De internationale levenscyclus van het product is een theoretisch model dat beschrijft hoe een industrie zich in de loop van de tijd en over nationale grenzen evolueert.Deze theorie brengt ook de ontwikkeling van het marketingprogramma van een bedrijf in kaart bij het concurreren op zowel binnenlandse als buitenlandse fronten.Internationale levenscyclusconcepten van het product combineren economische principes, zoals marktontwikkeling en schaalvoordelen, met productiecyclusmarketing van productlevens en andere standaard bedrijfsmodellen.

De vier primaire elementen van de internationale productielevenscyclustheorie zijn: de structuur van de vraag naar het product, de productie, internationale concurrentie en marketingstrategie en de marketingstrategie van het bedrijf dat het product heeft uitgevonden of geïnnoveerd.Deze elementen zijn gecategoriseerd, afhankelijk van het stadium van het product in de traditionele levenscyclus van het product.Inleiding, groei, volwassenheid en achteruitgang zijn de fasen van de basiscyclus van het productproduct.
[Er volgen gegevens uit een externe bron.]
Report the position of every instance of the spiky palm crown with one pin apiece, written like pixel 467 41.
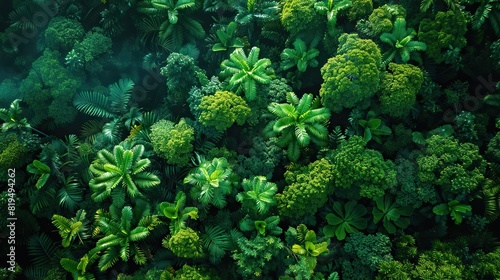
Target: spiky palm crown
pixel 299 122
pixel 246 71
pixel 123 168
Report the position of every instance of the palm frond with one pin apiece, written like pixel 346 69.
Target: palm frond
pixel 93 103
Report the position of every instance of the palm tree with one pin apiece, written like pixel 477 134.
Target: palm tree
pixel 246 72
pixel 331 8
pixel 170 20
pixel 299 123
pixel 400 40
pixel 123 168
pixel 123 230
pixel 212 181
pixel 258 194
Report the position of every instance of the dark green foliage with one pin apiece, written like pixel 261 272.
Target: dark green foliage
pixel 347 218
pixel 49 88
pixel 352 76
pixel 257 257
pixel 446 29
pixel 299 122
pixel 62 33
pixel 371 174
pixel 308 189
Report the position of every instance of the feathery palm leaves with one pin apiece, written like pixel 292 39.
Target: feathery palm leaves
pixel 258 194
pixel 123 168
pixel 212 181
pixel 123 230
pixel 299 122
pixel 246 72
pixel 400 40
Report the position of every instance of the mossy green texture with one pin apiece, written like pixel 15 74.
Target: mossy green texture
pixel 223 109
pixel 174 142
pixel 307 190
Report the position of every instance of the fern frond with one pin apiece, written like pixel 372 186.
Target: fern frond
pixel 93 103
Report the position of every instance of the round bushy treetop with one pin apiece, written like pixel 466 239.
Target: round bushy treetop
pixel 49 88
pixel 445 30
pixel 185 244
pixel 299 15
pixel 173 142
pixel 307 190
pixel 352 76
pixel 223 109
pixel 355 166
pixel 493 151
pixel 457 168
pixel 399 88
pixel 62 33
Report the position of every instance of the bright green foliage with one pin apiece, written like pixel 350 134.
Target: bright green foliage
pixel 352 76
pixel 400 41
pixel 70 229
pixel 300 121
pixel 227 39
pixel 300 56
pixel 170 20
pixel 12 153
pixel 177 212
pixel 13 117
pixel 62 33
pixel 360 9
pixel 368 251
pixel 347 218
pixel 457 168
pixel 267 226
pixel 399 88
pixel 256 257
pixel 193 272
pixel 245 72
pixel 438 264
pixel 212 181
pixel 299 15
pixel 123 230
pixel 49 88
pixel 124 169
pixel 308 189
pixel 173 141
pixel 308 246
pixel 367 169
pixel 454 208
pixel 392 215
pixel 445 30
pixel 382 18
pixel 493 150
pixel 394 270
pixel 223 109
pixel 178 82
pixel 331 8
pixel 258 195
pixel 186 243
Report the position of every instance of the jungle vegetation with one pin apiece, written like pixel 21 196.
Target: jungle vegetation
pixel 251 139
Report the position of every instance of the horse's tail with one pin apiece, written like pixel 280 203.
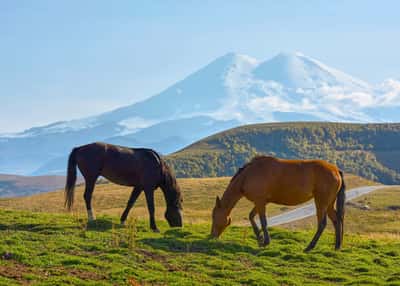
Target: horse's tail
pixel 71 179
pixel 340 201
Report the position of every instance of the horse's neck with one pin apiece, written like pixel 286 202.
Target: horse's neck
pixel 230 198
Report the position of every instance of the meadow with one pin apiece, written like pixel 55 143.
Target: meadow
pixel 41 244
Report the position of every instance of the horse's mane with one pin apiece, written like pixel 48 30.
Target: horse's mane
pixel 255 158
pixel 171 183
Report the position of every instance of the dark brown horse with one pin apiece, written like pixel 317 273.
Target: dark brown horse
pixel 143 169
pixel 288 182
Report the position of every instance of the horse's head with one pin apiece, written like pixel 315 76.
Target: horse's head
pixel 220 219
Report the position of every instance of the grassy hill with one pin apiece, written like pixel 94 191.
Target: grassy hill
pixel 110 199
pixel 368 150
pixel 42 248
pixel 14 185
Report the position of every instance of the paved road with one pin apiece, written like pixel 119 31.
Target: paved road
pixel 309 209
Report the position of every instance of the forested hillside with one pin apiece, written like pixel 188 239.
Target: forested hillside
pixel 369 150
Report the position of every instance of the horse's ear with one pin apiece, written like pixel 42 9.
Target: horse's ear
pixel 218 202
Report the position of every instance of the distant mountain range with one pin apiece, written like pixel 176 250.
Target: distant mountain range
pixel 230 91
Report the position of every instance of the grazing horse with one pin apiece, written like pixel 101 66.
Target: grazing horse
pixel 143 169
pixel 288 182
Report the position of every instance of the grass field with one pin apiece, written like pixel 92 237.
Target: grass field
pixel 43 245
pixel 44 249
pixel 110 199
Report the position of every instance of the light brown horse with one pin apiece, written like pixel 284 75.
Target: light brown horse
pixel 288 182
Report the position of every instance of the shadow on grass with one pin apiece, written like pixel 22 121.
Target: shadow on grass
pixel 36 227
pixel 101 224
pixel 176 240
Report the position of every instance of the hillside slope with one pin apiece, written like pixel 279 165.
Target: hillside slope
pixel 13 185
pixel 368 150
pixel 43 249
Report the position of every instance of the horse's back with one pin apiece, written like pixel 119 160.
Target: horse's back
pixel 288 182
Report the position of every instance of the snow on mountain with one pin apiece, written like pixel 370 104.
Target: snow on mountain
pixel 232 90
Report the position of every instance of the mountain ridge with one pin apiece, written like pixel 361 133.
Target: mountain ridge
pixel 232 90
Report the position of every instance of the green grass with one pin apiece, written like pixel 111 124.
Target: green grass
pixel 368 150
pixel 110 199
pixel 58 249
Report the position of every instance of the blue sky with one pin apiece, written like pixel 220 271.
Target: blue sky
pixel 68 59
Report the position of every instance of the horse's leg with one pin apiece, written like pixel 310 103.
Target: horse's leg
pixel 332 216
pixel 89 188
pixel 263 221
pixel 132 199
pixel 321 215
pixel 150 205
pixel 256 230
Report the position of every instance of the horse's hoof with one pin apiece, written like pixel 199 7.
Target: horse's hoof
pixel 308 249
pixel 260 241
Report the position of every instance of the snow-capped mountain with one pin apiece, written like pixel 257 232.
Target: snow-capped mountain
pixel 232 90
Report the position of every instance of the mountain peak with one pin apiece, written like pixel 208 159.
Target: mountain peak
pixel 296 70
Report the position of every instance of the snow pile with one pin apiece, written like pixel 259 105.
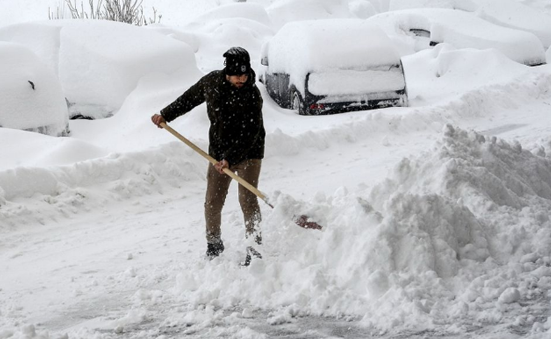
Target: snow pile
pixel 99 63
pixel 299 48
pixel 448 235
pixel 30 195
pixel 284 11
pixel 506 13
pixel 461 30
pixel 244 24
pixel 30 93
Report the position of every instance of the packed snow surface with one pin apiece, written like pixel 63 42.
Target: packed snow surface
pixel 435 216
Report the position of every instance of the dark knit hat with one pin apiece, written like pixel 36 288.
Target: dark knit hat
pixel 237 61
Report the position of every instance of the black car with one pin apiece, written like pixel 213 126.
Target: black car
pixel 356 68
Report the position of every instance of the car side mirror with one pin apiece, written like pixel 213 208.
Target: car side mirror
pixel 264 61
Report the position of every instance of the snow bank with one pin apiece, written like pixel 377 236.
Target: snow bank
pixel 299 48
pixel 506 13
pixel 100 62
pixel 451 232
pixel 285 11
pixel 30 93
pixel 244 24
pixel 462 30
pixel 30 195
pixel 525 18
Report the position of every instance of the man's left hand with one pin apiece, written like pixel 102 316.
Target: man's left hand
pixel 221 165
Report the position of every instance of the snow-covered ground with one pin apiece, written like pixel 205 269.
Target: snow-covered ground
pixel 436 216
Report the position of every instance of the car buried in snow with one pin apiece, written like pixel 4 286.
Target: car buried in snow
pixel 31 94
pixel 332 66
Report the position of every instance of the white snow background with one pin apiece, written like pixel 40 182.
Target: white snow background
pixel 436 216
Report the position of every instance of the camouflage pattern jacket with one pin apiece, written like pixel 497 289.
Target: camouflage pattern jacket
pixel 236 126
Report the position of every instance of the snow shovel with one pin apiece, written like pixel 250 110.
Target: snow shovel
pixel 302 220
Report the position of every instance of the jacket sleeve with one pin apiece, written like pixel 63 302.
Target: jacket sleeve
pixel 253 126
pixel 191 98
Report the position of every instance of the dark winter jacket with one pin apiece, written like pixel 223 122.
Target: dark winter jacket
pixel 236 126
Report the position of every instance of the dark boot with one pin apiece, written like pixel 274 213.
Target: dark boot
pixel 251 253
pixel 214 249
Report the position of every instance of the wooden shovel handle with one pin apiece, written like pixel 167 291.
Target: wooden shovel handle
pixel 213 161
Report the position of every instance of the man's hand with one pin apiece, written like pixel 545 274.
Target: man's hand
pixel 221 165
pixel 158 119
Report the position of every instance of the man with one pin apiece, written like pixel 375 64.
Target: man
pixel 236 141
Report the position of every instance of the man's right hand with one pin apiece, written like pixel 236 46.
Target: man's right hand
pixel 158 119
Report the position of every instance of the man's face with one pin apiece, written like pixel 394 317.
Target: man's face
pixel 237 80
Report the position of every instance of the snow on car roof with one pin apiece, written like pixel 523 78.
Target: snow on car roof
pixel 507 13
pixel 464 30
pixel 318 45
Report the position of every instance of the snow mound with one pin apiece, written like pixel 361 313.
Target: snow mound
pixel 455 230
pixel 99 63
pixel 31 195
pixel 30 93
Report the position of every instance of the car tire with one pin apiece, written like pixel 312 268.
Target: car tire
pixel 296 103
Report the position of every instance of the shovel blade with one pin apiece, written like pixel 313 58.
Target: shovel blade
pixel 303 222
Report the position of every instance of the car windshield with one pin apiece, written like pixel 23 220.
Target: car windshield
pixel 346 82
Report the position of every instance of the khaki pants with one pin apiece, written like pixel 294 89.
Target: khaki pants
pixel 217 189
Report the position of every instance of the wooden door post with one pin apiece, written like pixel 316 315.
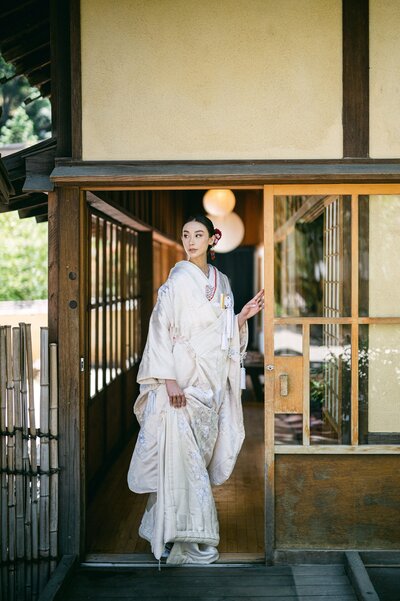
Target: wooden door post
pixel 65 317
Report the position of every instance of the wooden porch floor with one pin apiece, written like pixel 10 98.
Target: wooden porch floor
pixel 217 583
pixel 114 516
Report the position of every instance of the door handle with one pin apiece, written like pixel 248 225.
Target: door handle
pixel 284 384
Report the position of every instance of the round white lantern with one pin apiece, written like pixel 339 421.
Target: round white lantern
pixel 219 202
pixel 232 229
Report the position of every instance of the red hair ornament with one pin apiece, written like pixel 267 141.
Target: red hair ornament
pixel 217 236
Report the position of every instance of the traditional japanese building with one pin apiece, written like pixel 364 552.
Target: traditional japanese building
pixel 294 106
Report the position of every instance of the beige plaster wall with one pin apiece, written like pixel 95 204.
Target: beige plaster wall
pixel 384 294
pixel 183 79
pixel 384 78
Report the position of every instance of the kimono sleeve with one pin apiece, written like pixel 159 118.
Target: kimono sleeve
pixel 244 330
pixel 158 361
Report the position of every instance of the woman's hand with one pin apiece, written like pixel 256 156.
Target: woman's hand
pixel 175 393
pixel 251 308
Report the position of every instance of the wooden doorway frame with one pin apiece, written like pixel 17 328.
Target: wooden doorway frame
pixel 354 320
pixel 66 220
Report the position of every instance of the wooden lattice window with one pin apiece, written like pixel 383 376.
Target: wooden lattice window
pixel 114 306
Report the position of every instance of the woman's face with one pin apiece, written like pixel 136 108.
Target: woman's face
pixel 195 239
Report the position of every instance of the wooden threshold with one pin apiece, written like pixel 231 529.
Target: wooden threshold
pixel 337 449
pixel 147 558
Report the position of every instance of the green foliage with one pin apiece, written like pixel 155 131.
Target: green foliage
pixel 18 129
pixel 13 93
pixel 23 258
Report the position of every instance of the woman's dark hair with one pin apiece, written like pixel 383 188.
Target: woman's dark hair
pixel 206 222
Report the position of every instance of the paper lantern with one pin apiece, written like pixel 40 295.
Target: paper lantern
pixel 232 229
pixel 219 202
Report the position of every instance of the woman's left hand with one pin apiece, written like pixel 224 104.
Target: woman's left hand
pixel 251 308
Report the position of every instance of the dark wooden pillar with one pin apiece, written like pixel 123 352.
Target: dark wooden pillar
pixel 146 281
pixel 355 78
pixel 65 327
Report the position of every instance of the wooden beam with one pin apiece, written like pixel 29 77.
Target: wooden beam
pixel 60 75
pixel 116 212
pixel 269 377
pixel 76 78
pixel 354 316
pixel 64 271
pixel 355 78
pixel 145 256
pixel 36 211
pixel 126 174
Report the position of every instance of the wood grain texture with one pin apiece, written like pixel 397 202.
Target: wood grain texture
pixel 355 78
pixel 111 175
pixel 329 502
pixel 215 583
pixel 61 76
pixel 76 78
pixel 293 367
pixel 68 216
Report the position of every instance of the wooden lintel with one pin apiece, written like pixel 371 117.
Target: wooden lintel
pixel 116 212
pixel 210 173
pixel 36 211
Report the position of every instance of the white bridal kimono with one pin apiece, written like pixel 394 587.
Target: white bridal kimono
pixel 181 452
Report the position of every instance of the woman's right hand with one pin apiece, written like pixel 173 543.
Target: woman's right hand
pixel 175 393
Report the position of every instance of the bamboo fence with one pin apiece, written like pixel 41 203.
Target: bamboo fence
pixel 28 465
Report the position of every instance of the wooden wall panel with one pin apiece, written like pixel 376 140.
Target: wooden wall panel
pixel 337 502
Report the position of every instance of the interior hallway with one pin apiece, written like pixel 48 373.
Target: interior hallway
pixel 114 515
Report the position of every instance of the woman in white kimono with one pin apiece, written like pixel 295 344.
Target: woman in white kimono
pixel 189 407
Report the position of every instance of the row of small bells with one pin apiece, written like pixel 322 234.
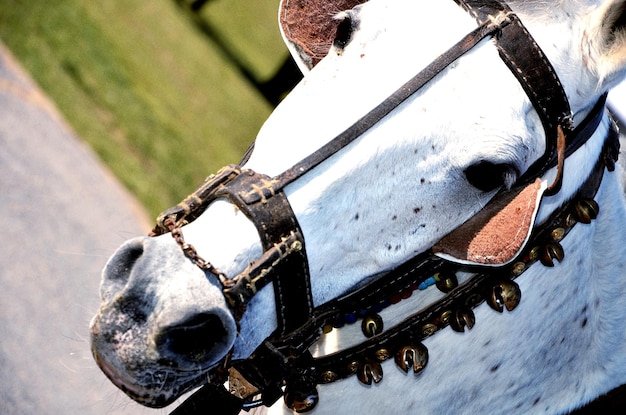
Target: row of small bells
pixel 504 294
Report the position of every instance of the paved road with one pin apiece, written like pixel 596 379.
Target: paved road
pixel 63 214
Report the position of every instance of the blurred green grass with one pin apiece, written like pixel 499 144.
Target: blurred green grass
pixel 158 101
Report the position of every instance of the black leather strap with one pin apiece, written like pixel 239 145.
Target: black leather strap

Tijdens de introductiefase is het product nieuw en niet volledig begrepen door de meeste consumenten.Klanten die het product begrijpen, zijn misschien bereid om een hogere prijs te betalen voor een geavanceerde goed of service.De productie is afhankelijk van geschoolde arbeiders die in korte runs produceren met snel veranderende productiemethoden.De innovatormarkten markten meestal in eigen land en vertakken zich af en toe om het product aan consumenten in andere ontwikkelde landen te verkopen.

Internationale concurrentie bestaat meestal niet in de introductiefase, maar tijdens de groeifase beginnen concurrenten in ontwikkelde markten het product te kopiëren en in eigen land te verkopen.Deze concurrenten kunnen zich ook vertakken en beginnen met exporteren, vaak beginnend met de provincie die aanvankelijk het product innamen.De groeifase wordt ook gekenmerkt door een opkomende productstandaard op basis van massaproductie.Prijsoorlogen beginnen vaak wanneer de innovator doorbreekt in een toenemende hoeveelheid ontwikkelde landen en het product introduceert in nieuwe en onaangeboorde markten.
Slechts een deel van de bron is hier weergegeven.